Advantage of Microsoft Cluster over Microsoft Network Load Balancer

Till recently, I assumed that Microsoft NLB worked at an OS/Machine level rather than an Application Level. i.e. the NLB just monitors heartbeats on the machine to check if machine is alive and then switches off a particular node if it's gone down.

However, I found this comment on a server fault question which claims differently. As per the comment

NLB just routes connections to the TCP port that is open. If your application closes the port then NLB won't route connections to it any more until the port is open again.
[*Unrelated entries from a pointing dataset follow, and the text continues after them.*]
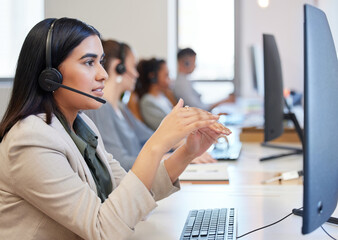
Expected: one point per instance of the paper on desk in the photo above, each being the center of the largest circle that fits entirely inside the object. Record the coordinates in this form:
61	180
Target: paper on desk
207	171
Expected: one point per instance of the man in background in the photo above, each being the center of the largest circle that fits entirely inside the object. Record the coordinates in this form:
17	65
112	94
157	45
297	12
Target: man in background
183	88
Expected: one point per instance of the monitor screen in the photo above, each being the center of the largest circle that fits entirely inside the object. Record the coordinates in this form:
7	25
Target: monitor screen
273	90
320	121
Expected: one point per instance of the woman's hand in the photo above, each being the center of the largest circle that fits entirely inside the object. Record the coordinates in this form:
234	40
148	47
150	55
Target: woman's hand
199	141
182	121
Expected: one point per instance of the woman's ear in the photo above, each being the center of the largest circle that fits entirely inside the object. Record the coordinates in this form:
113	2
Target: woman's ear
112	66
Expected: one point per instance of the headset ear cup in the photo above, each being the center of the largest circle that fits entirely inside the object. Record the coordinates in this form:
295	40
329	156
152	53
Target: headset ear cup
153	80
53	75
120	68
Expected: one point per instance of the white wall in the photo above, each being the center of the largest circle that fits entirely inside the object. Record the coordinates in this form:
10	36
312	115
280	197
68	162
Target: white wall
283	19
330	7
145	25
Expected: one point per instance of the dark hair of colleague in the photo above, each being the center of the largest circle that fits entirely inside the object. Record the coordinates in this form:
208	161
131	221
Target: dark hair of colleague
123	135
148	70
185	52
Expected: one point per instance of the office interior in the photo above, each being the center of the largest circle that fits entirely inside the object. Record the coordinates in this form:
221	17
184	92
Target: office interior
150	26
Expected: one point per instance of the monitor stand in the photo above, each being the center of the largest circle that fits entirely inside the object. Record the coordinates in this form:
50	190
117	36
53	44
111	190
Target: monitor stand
287	116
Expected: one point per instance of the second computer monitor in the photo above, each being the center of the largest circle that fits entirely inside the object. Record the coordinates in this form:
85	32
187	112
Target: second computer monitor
273	90
320	121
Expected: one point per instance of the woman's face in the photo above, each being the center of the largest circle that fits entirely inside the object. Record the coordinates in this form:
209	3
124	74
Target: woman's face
163	79
130	76
82	70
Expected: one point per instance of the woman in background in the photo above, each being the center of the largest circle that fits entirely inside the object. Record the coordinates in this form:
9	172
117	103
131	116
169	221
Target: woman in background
56	179
123	135
152	89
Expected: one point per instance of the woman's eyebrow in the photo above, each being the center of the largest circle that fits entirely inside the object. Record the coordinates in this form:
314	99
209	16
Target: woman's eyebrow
92	55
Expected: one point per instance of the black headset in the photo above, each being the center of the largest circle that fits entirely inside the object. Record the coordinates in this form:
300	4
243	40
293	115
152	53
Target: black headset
121	68
50	79
50	74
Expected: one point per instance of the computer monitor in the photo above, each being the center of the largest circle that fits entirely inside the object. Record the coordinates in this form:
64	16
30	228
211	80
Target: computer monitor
257	69
274	101
320	121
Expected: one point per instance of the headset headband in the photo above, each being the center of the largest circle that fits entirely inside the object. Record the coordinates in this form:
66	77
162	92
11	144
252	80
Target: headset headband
49	45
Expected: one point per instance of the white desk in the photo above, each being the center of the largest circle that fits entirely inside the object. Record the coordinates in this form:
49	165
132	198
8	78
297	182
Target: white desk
257	206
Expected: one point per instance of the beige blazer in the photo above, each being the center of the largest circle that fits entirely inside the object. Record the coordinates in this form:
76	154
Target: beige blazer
47	190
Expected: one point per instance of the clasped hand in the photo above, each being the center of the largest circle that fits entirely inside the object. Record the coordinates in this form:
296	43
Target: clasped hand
199	127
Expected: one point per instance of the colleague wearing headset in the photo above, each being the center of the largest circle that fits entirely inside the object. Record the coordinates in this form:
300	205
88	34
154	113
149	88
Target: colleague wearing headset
186	60
152	88
123	135
56	179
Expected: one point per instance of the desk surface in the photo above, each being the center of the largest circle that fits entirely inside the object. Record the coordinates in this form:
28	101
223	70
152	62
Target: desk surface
248	170
257	206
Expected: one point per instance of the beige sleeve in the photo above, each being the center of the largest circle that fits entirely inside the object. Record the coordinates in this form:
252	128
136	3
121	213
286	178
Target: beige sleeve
41	174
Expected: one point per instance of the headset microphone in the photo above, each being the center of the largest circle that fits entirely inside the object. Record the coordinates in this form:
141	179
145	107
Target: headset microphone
50	79
74	90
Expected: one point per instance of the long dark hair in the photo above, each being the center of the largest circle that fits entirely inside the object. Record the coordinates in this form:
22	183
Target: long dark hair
27	97
112	50
148	70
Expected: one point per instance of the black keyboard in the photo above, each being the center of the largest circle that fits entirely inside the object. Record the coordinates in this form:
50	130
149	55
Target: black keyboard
211	224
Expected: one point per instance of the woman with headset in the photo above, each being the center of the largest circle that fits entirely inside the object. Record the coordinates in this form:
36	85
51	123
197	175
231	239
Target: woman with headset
150	87
123	135
56	179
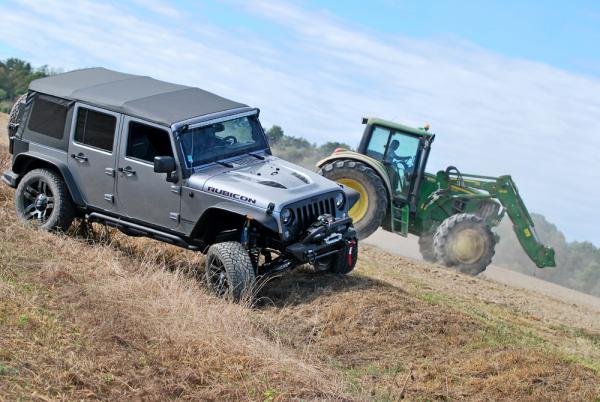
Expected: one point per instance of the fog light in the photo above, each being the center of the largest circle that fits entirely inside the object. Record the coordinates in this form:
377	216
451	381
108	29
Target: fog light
286	216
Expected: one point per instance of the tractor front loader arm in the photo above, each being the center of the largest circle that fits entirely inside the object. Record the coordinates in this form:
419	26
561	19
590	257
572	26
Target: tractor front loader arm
505	190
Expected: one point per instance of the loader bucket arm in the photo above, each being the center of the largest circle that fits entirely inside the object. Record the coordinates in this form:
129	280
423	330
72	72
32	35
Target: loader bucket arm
505	190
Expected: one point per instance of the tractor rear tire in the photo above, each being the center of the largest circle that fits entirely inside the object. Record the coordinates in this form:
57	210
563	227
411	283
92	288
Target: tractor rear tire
464	242
426	247
368	212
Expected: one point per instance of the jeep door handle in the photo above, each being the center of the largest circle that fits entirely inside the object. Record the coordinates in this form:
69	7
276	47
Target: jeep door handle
127	170
81	158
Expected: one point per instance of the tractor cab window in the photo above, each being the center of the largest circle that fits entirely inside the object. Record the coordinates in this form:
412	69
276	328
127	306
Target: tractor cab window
378	143
399	159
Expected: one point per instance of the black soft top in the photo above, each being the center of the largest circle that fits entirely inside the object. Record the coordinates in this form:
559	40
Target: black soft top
139	96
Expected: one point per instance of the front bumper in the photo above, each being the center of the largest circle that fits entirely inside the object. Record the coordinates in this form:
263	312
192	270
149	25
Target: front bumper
10	178
323	239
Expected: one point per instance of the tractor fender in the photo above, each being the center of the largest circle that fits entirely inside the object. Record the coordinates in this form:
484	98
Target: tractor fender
364	159
27	161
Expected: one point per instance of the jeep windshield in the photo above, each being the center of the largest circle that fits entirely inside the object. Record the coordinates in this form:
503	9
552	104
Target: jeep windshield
222	140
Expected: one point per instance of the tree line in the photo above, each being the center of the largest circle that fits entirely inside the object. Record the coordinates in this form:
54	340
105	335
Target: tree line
15	76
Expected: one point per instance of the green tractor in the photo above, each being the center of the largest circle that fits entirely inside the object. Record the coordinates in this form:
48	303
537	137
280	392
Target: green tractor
452	213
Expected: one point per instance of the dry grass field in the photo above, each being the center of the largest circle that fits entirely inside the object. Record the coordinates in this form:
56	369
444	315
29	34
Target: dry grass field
93	314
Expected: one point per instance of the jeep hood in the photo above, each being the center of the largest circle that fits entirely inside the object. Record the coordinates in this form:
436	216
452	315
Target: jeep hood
261	182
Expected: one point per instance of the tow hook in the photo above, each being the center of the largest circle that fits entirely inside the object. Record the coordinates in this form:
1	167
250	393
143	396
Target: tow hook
311	256
351	245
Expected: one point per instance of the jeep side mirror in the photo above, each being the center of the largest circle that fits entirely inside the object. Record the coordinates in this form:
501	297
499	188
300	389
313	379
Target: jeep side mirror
166	164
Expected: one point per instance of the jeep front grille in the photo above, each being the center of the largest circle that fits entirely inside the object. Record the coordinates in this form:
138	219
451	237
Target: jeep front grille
307	213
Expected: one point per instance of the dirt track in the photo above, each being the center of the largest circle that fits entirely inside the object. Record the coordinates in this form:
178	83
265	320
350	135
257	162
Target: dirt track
499	285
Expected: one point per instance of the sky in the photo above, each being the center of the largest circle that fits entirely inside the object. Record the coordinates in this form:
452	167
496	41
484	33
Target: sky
509	87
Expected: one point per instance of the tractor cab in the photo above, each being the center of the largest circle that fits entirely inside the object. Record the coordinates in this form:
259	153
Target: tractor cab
403	152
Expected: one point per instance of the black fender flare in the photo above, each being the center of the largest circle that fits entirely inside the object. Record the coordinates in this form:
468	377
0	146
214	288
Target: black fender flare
240	211
23	160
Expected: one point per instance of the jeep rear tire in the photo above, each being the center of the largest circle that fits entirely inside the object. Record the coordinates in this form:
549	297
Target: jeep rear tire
368	212
42	198
465	242
229	271
342	262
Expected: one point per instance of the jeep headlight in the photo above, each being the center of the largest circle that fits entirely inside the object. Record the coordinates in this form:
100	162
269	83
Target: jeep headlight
286	216
340	201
  1. Is the above true? Does NLB monitor applications at a port level?
  2. If the answer to (1) is 'yes', then will it switch for both the service going down and also the service hung case or only for one of those cases?
  3. If NLB indeed does all of the above, then what's the case for using Clustering at all? Only advantage is that for clustering, you do not need replicated data. But overall clustering would be the more expensive solution.
  4. Will the answers to the above questions be different for a standard product like MS SQL Server as against my own service or is it the same?
  5. If NLB does not do the above and just does OS/Machine level heartbeats, then is there another way other than clustering to provide HA and switchover for my own service?

Solution 1:

That's not how NLB works. The NLB port rule determines what port/ports are load balanced amongst the NLB hosts. Traffic not "bound" to a NLB port rule is not load balanced amongst the NLB hosts. NLB does not monitor the port/ports associated with a port rule and disable NLB cluster traffic to that host upon a close of that/those port/ports or the crash of an application providing services on that/those port/ports on a particular host. NLB uses a Layer 2 "heartbeat" to determine the availability of a host in the cluster. If a host fails the heartbeat mechanism then all of the other hosts will "converge" (or re-converge) removing the non-responding host from the cluster so that no cluster traffic (based on the port rule) is directed to the non-responding host. NLB is strictly a layer 3 (network layer) load balancing mechanism. It is not a layer 7 (application layer) load balancing mechanism.

It's perfectly normal to have a hung application on an NLB host (such as HTTP or RDP) defined in an NLB port rule still receiving NLB traffic even though the application isn't capable of accepting that traffic. This is because NLB isn't aware of anything above layer 3.